Naftopidil
| 證據等級: L5 | 預測適應症: 5 個 |
目錄
- Naftopidil
- Naftopidil: From Benign Prostatic Hyperplasia to Ambras Type Hypertrichosis Universalis Congenita
Naftopidil: From Benign Prostatic Hyperplasia to Ambras Type Hypertrichosis Universalis Congenita
One-Sentence Summary
Naftopidil is a selective α1-adrenergic receptor antagonist primarily approved in Japan for benign prostatic hyperplasia (BPH) and lower urinary tract symptoms (LUTS). The TxGNN model predicts it may be effective for Ambras Type Hypertrichosis Universalis Congenita (an ultra-rare congenital hair disorder), however with 0 clinical trials and 0 publications currently supporting this direction, the evidence basis is entirely absent.
Quick Overview
| Item | Content |
|---|---|
| Original Indication | Not registered in India (BPH / LUTS per Japan approval records) |
| Predicted New Indication | Ambras Type Hypertrichosis Universalis Congenita |
| TxGNN Prediction Score | 99.96% |
| Evidence Level | L5 |
| India Market Status | ✗ Not Marketed |
| Number of Registrations | 0 |
| Recommended Decision | Hold |
Why is This Prediction Reasonable?
Currently, detailed mechanism of action data is not available in this Evidence Pack. Based on known pharmacological information, Naftopidil belongs to the selective α1-adrenergic receptor antagonist class (with preferential affinity for α1D and α1A receptor subtypes). Its efficacy in BPH and lower urinary tract symptoms has been demonstrated in clinical practice, primarily in Japan, where it is approved and marketed.
Regarding the mechanistic connection to Ambras type hypertrichosis universalis congenita: α1-adrenergic receptors are indeed expressed in hair follicles, and noradrenergic signalling is known to theoretically influence follicular cycling — specifically the transition from the growth phase (anagen) to the regression phase (catagen). On this basis alone, the knowledge graph may have linked Naftopidil to hair-related disease nodes. However, Ambras type hypertrichosis universalis congenita is caused by structural mutations in the TRPS1 gene and affects fewer than 100 individuals globally. This is a structural genetic defect — not a receptor-mediated or inflammatory process — and α1-receptor antagonism has no established mechanism by which it could compensate for or reverse an underlying genomic transcription factor deficiency.

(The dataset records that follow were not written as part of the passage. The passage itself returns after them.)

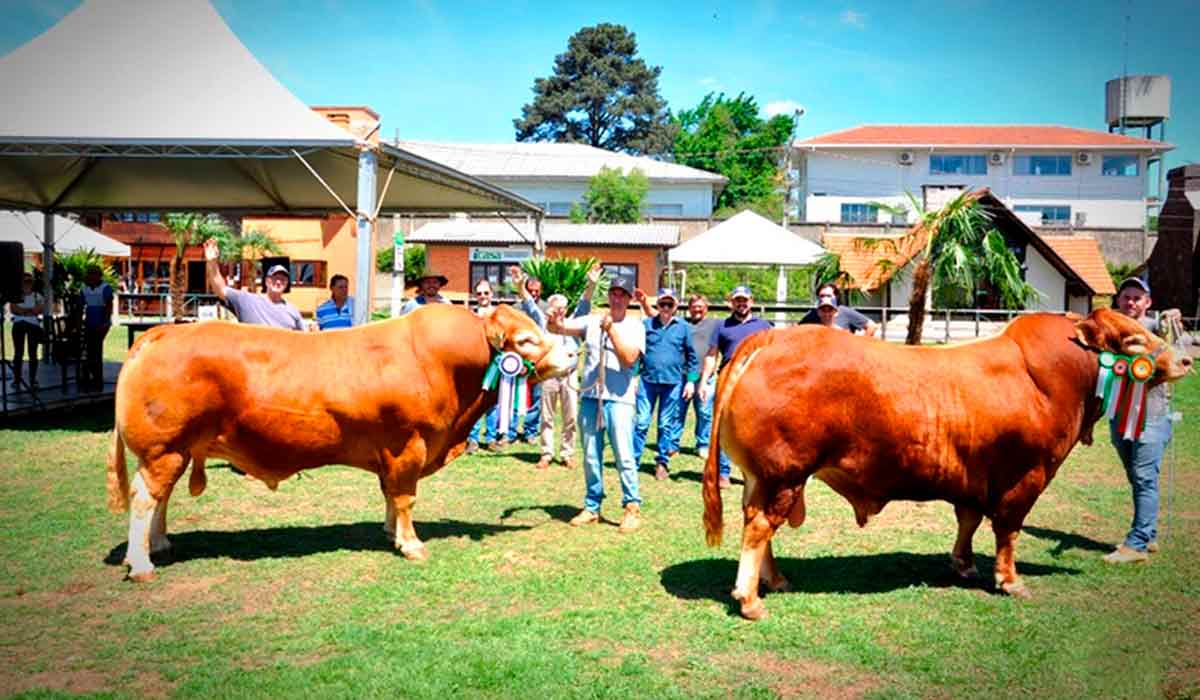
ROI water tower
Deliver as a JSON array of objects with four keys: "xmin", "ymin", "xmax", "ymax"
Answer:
[
  {"xmin": 1104, "ymin": 76, "xmax": 1171, "ymax": 140},
  {"xmin": 1104, "ymin": 76, "xmax": 1171, "ymax": 216}
]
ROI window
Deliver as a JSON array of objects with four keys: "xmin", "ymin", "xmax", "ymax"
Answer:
[
  {"xmin": 1013, "ymin": 204, "xmax": 1070, "ymax": 226},
  {"xmin": 841, "ymin": 204, "xmax": 880, "ymax": 223},
  {"xmin": 1013, "ymin": 156, "xmax": 1070, "ymax": 175},
  {"xmin": 1100, "ymin": 156, "xmax": 1138, "ymax": 178},
  {"xmin": 470, "ymin": 263, "xmax": 514, "ymax": 297},
  {"xmin": 292, "ymin": 261, "xmax": 325, "ymax": 287},
  {"xmin": 929, "ymin": 154, "xmax": 988, "ymax": 175},
  {"xmin": 646, "ymin": 204, "xmax": 683, "ymax": 216},
  {"xmin": 600, "ymin": 263, "xmax": 637, "ymax": 292}
]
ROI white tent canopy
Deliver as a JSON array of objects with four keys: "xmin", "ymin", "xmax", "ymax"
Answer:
[
  {"xmin": 0, "ymin": 0, "xmax": 539, "ymax": 214},
  {"xmin": 0, "ymin": 0, "xmax": 541, "ymax": 323},
  {"xmin": 667, "ymin": 210, "xmax": 826, "ymax": 265},
  {"xmin": 0, "ymin": 211, "xmax": 130, "ymax": 258}
]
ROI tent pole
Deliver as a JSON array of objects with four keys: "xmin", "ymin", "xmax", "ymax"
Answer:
[
  {"xmin": 354, "ymin": 148, "xmax": 376, "ymax": 325},
  {"xmin": 42, "ymin": 211, "xmax": 54, "ymax": 328},
  {"xmin": 775, "ymin": 265, "xmax": 787, "ymax": 324}
]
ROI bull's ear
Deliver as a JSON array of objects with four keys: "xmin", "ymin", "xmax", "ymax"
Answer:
[
  {"xmin": 1075, "ymin": 318, "xmax": 1108, "ymax": 349},
  {"xmin": 1121, "ymin": 333, "xmax": 1150, "ymax": 355}
]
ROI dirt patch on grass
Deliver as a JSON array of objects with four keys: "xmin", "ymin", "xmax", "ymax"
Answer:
[
  {"xmin": 714, "ymin": 652, "xmax": 880, "ymax": 700},
  {"xmin": 0, "ymin": 670, "xmax": 108, "ymax": 695}
]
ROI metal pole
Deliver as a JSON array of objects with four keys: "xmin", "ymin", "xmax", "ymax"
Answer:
[
  {"xmin": 42, "ymin": 211, "xmax": 54, "ymax": 331},
  {"xmin": 354, "ymin": 146, "xmax": 376, "ymax": 325},
  {"xmin": 391, "ymin": 217, "xmax": 404, "ymax": 318}
]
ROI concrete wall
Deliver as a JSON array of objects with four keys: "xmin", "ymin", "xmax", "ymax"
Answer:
[{"xmin": 800, "ymin": 149, "xmax": 1147, "ymax": 228}]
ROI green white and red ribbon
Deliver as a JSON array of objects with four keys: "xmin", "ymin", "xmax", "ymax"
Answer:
[
  {"xmin": 484, "ymin": 353, "xmax": 533, "ymax": 435},
  {"xmin": 1096, "ymin": 352, "xmax": 1154, "ymax": 441}
]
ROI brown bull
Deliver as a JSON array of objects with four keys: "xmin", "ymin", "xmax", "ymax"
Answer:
[
  {"xmin": 108, "ymin": 305, "xmax": 575, "ymax": 581},
  {"xmin": 703, "ymin": 310, "xmax": 1190, "ymax": 620}
]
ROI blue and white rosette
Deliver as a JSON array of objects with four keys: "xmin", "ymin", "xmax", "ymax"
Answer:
[{"xmin": 484, "ymin": 352, "xmax": 532, "ymax": 435}]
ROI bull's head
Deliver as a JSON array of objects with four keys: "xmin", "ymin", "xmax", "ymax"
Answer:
[
  {"xmin": 484, "ymin": 304, "xmax": 575, "ymax": 382},
  {"xmin": 1075, "ymin": 309, "xmax": 1192, "ymax": 384}
]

The high TxGNN prediction score most likely reflects co-localization of hair-related nodes within the knowledge graph rather than genuine biological plausibility. There is no preclinical, translational, or clinical evidence to support this repurposing hypothesis, and the mechanistic rationale is considered biologically implausible for this specific indication.
Clinical Trial Evidence
Currently no related clinical trials registered.
Literature Evidence
Currently no related literature available.
India Market Information
Naftopidil holds no product registrations in India. The drug is currently not approved, manufactured, or distributed in the Indian market. No authorization records exist in the regulatory database.
Safety Considerations
Please refer to the package insert for safety information.
Conclusion and Next Steps
Decision: Hold
Rationale: Despite a very high TxGNN prediction score (99.96%), Ambras type hypertrichosis universalis congenita is a monogenic structural disorder caused by TRPS1 mutations, for which α1-adrenergic receptor antagonism has no scientifically plausible therapeutic mechanism. The prediction is likely an artefact of topological proximity within the knowledge graph, and no supporting clinical or preclinical evidence exists whatsoever.

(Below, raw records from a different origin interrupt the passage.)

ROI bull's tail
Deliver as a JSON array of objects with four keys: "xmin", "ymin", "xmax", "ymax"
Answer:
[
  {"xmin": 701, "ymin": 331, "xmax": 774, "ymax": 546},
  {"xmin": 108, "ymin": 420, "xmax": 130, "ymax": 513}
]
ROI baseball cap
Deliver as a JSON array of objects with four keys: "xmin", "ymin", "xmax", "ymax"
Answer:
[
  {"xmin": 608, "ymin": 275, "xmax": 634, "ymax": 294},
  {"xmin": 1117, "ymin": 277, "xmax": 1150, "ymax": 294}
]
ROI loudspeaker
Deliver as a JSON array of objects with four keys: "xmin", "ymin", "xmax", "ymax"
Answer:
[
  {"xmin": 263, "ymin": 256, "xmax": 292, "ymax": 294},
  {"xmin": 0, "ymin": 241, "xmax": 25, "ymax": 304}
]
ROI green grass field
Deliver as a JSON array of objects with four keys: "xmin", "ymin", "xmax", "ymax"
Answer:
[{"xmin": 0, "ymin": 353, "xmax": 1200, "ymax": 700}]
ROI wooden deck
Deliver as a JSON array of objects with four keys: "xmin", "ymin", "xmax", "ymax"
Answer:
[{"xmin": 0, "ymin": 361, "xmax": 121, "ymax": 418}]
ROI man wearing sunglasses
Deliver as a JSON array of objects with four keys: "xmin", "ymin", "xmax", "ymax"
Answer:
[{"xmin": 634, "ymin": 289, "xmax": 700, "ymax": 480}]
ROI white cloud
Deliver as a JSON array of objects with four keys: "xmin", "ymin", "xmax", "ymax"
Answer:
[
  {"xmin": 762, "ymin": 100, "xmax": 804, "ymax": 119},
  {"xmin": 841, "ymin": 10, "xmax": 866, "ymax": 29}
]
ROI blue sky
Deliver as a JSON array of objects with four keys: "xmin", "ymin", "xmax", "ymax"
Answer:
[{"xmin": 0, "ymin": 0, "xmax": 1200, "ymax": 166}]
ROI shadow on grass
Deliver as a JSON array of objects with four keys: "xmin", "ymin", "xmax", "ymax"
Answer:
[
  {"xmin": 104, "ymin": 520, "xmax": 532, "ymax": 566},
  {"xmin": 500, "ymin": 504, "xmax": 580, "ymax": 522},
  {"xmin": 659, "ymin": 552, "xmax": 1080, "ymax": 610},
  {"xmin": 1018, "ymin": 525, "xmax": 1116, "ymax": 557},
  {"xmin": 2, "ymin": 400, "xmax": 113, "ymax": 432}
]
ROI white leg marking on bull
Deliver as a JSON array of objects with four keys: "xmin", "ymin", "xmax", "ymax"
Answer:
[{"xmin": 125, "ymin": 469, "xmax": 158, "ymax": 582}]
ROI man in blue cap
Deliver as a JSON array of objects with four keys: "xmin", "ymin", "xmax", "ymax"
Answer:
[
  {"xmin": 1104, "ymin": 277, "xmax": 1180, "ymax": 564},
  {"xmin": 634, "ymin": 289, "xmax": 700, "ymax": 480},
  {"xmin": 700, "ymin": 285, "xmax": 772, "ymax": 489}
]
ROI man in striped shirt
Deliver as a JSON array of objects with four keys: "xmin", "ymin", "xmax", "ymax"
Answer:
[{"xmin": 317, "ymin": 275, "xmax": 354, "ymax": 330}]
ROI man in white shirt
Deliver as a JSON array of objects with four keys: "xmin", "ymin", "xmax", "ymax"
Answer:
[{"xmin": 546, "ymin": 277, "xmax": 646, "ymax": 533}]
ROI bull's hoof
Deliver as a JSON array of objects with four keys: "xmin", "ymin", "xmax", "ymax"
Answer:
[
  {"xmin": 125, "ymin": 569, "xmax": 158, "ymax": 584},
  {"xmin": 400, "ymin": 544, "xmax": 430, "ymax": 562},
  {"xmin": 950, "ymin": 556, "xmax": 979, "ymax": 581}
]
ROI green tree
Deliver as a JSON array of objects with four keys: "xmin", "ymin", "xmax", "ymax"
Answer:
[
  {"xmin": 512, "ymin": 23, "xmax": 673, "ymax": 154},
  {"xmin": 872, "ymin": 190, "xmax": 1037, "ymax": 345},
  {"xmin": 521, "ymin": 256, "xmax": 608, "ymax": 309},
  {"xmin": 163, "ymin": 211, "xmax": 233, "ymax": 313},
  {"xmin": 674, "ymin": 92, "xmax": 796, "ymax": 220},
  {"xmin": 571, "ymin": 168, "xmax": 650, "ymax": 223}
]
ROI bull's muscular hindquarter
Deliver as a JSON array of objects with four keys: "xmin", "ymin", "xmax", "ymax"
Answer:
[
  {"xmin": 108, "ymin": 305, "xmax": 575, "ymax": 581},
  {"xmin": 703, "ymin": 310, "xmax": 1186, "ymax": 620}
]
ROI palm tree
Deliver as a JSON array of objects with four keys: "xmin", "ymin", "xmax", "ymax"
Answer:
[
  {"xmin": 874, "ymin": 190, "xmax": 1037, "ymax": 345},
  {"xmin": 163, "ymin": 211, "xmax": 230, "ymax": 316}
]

To proceed, the following is needed:
- Formal mechanism of action documentation (MOA) to confirm receptor binding profile and pharmacodynamics
- Preclinical evidence — at minimum a cell or animal model — demonstrating any effect of α1-antagonism on TRPS1-related hair follicle pathology
- Independent biological rationale beyond knowledge graph co-occurrence
- India regulatory pathway assessment, as the drug is currently not registered and would require full NDA/import licensing before any clinical exploration
- Consideration of whether alternative, higher-ranked predictions with stronger mechanistic grounding (e.g., urological or vascular indications) offer more viable repurposing pathways for this compound
Disclaimer
This content is for research purposes only and does not constitute medical advice. Clinical validation is required before any clinical application.